Thank you both! As an individual who works with children and has children in my life, I clearly see the impact that early language development has on them. Instead of brining language and conversation "down" to a low level, let us begin to bring our children and students "up" to a higher level of communication and cognition!

Thanks for your comment Lorraine, and I love your basket idea! I'm sure those tender moments are ones you'll remember forever!

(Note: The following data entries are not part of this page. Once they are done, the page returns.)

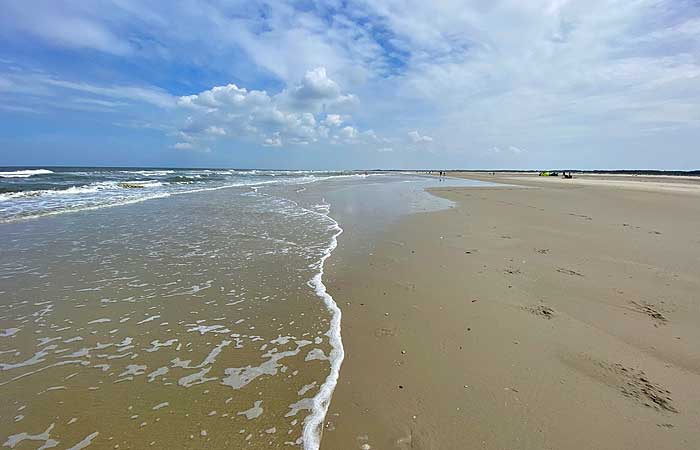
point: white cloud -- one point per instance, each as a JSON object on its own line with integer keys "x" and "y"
{"x": 215, "y": 131}
{"x": 272, "y": 142}
{"x": 289, "y": 116}
{"x": 418, "y": 138}
{"x": 333, "y": 120}
{"x": 598, "y": 80}
{"x": 349, "y": 132}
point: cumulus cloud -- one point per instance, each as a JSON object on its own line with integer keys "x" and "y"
{"x": 333, "y": 120}
{"x": 349, "y": 132}
{"x": 289, "y": 116}
{"x": 604, "y": 80}
{"x": 416, "y": 137}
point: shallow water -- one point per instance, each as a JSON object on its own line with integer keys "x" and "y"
{"x": 196, "y": 320}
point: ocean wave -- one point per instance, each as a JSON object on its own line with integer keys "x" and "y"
{"x": 25, "y": 173}
{"x": 313, "y": 424}
{"x": 150, "y": 173}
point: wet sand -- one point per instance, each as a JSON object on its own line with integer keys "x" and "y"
{"x": 559, "y": 314}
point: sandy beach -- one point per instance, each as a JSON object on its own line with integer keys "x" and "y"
{"x": 543, "y": 314}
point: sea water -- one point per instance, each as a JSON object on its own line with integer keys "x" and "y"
{"x": 172, "y": 308}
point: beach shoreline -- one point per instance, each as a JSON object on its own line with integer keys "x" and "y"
{"x": 545, "y": 313}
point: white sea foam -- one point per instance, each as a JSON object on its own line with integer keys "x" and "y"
{"x": 313, "y": 426}
{"x": 25, "y": 173}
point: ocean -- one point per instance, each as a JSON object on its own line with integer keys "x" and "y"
{"x": 175, "y": 308}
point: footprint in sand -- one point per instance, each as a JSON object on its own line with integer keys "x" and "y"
{"x": 630, "y": 382}
{"x": 569, "y": 272}
{"x": 651, "y": 311}
{"x": 541, "y": 310}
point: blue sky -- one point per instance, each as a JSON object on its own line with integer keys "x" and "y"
{"x": 351, "y": 84}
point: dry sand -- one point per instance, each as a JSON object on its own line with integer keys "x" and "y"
{"x": 565, "y": 315}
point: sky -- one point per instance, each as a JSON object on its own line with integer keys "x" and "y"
{"x": 354, "y": 84}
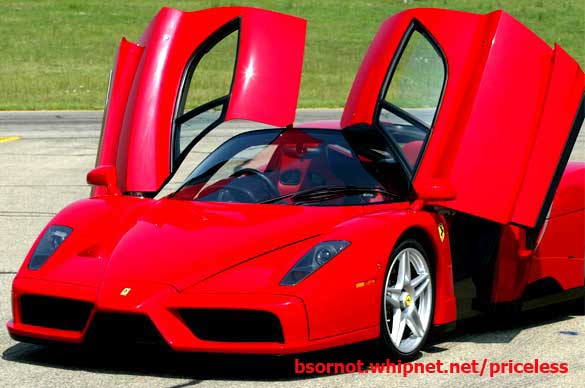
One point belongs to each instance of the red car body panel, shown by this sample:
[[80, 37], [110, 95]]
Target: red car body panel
[[152, 258], [148, 77], [507, 110]]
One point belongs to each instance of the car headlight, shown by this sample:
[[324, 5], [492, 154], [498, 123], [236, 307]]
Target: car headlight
[[51, 240], [313, 260]]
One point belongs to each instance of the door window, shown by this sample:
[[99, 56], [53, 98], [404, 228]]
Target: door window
[[413, 95]]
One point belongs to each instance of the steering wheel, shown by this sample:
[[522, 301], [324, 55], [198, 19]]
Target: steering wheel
[[261, 175]]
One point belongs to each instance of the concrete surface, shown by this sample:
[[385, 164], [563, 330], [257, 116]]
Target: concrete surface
[[45, 169]]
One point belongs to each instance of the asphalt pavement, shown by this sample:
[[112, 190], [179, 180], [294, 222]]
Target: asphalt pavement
[[44, 157]]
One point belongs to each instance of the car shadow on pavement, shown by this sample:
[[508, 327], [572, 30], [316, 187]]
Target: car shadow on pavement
[[199, 367], [504, 327]]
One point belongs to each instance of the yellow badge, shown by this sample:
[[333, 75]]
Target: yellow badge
[[441, 232]]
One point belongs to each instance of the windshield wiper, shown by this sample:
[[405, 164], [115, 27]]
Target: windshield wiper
[[329, 192]]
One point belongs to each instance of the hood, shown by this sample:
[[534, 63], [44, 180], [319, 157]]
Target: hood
[[180, 243]]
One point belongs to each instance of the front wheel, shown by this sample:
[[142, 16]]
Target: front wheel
[[407, 301]]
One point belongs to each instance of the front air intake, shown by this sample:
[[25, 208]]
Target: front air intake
[[54, 313], [227, 325]]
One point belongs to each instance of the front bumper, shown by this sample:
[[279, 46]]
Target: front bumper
[[161, 305]]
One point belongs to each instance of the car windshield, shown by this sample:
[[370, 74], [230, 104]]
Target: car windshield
[[299, 166]]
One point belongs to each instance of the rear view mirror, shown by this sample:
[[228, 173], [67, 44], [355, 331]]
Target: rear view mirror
[[104, 176]]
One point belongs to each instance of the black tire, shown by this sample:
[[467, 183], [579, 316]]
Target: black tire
[[387, 344]]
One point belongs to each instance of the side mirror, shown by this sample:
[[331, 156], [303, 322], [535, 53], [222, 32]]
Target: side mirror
[[436, 191], [104, 176]]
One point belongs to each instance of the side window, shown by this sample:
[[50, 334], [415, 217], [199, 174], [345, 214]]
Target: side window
[[205, 90], [413, 95]]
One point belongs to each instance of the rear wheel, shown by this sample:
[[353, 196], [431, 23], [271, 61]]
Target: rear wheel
[[407, 301]]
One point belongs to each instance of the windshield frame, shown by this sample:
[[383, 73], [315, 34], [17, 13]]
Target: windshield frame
[[399, 197]]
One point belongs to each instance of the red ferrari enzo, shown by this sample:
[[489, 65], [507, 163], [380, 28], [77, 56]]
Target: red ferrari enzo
[[444, 191]]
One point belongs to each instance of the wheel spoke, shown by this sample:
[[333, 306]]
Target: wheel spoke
[[398, 325], [403, 270], [419, 279], [413, 321], [420, 289], [393, 291], [392, 301]]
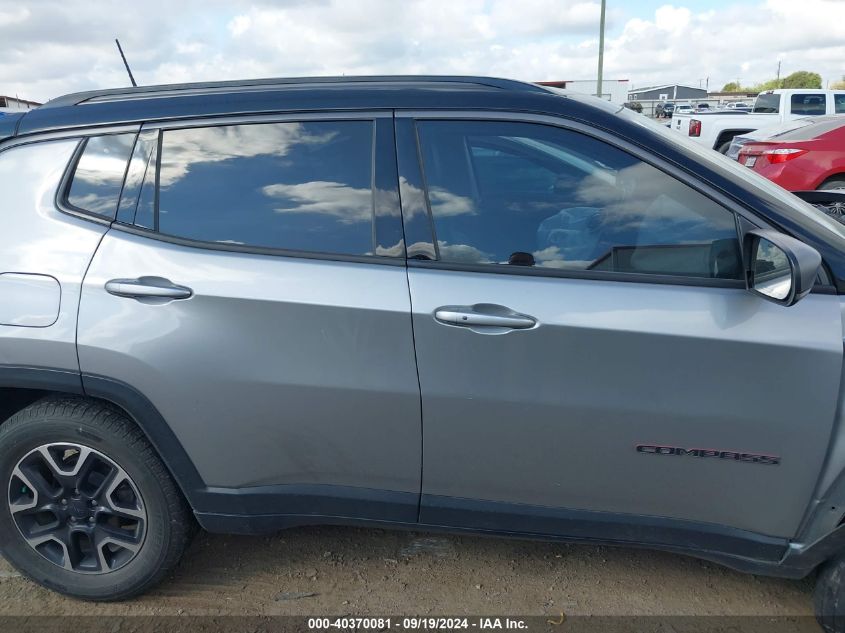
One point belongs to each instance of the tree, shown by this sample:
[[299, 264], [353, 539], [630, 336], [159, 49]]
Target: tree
[[802, 79]]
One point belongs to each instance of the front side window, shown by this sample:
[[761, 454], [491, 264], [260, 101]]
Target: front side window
[[809, 105], [300, 186], [98, 177], [524, 194]]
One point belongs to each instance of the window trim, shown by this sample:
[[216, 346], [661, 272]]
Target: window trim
[[598, 134], [287, 117], [63, 190]]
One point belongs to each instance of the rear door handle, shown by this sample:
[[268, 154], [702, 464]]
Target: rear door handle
[[484, 315], [147, 287]]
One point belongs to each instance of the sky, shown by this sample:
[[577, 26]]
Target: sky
[[52, 47]]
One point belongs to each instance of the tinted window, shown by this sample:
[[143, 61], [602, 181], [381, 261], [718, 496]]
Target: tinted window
[[99, 174], [809, 105], [532, 195], [300, 186], [768, 103]]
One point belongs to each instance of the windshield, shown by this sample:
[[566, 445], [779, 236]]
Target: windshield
[[767, 103]]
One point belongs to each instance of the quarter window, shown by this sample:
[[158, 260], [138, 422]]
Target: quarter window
[[523, 194], [98, 177], [301, 186], [809, 105]]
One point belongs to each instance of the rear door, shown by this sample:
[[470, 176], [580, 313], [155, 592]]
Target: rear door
[[254, 290], [588, 356]]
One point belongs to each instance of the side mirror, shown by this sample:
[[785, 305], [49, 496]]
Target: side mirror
[[780, 268]]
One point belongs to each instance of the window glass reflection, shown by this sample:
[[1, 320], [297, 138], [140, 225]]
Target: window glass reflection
[[99, 174], [532, 195]]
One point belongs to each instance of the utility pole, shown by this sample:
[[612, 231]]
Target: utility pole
[[600, 83], [125, 63]]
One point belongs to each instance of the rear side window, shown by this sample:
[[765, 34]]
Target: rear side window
[[767, 103], [522, 194], [809, 105], [294, 186], [98, 177]]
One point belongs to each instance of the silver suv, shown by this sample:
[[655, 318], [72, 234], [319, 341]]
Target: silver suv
[[463, 303]]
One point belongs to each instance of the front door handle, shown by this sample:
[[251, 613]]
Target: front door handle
[[147, 287], [485, 315]]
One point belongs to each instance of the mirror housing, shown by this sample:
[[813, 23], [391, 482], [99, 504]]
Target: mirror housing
[[779, 268]]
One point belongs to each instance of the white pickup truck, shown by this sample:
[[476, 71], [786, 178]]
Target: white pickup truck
[[716, 129]]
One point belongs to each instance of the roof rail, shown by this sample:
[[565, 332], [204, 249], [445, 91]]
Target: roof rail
[[170, 90]]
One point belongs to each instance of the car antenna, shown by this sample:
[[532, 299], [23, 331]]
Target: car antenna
[[125, 63]]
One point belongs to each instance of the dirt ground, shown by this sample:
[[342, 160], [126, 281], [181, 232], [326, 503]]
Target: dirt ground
[[334, 571]]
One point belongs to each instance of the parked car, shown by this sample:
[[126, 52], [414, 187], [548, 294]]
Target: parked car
[[715, 130], [225, 303], [766, 133], [664, 109], [809, 157]]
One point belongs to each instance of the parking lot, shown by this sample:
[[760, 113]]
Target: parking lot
[[338, 571]]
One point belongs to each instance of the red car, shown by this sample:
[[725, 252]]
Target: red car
[[810, 157]]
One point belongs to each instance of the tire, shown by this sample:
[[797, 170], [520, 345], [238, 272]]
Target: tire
[[837, 182], [829, 596], [137, 524]]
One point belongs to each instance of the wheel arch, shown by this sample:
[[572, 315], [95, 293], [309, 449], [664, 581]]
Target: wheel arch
[[22, 386]]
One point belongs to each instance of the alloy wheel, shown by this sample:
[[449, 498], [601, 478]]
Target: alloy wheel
[[77, 508]]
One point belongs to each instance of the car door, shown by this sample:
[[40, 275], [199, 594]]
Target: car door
[[254, 291], [588, 356]]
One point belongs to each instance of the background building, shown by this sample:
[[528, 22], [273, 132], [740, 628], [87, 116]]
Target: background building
[[668, 92]]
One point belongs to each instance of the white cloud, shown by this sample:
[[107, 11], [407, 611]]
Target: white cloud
[[57, 46]]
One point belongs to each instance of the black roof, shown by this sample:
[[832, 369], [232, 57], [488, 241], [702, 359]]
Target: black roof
[[149, 103]]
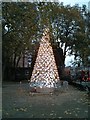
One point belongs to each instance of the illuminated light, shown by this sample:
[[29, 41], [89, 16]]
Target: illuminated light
[[45, 73]]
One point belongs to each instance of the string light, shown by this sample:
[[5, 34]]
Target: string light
[[45, 73]]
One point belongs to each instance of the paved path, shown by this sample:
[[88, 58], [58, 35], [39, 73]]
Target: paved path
[[18, 102]]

Talking to your baby is vitally important. I think it's beneficial to make the communication relevant. It's also important to speak in sentences. For instance, if you're in the yard with Baby, show and talk about the color and aroma of a specific flower. Notice the bird flying in the blue sky. Talk about its movement while you point and look. Put Baby close to you when you are doing dishes, the laundry or cooking. Talk to Baby about what you are doing. While bathing Baby, talk about the soap, the feel of water, the rubber ducky, toes, and more. And one last point, laugh and talk with a smile. I guarantee you will both love these experiences in communication. When my first born was a baby, I lined a basket that she could sit in. During her "awake time" I carried her around with me. I put her on the kitchen counter while I was working, near the bed while I made it. When she was 18 months, folks often asked about her age because we were communicating in full sentences. I never thought much about it then, but now I know why it happened. Turn the TV off and enjoy Baby!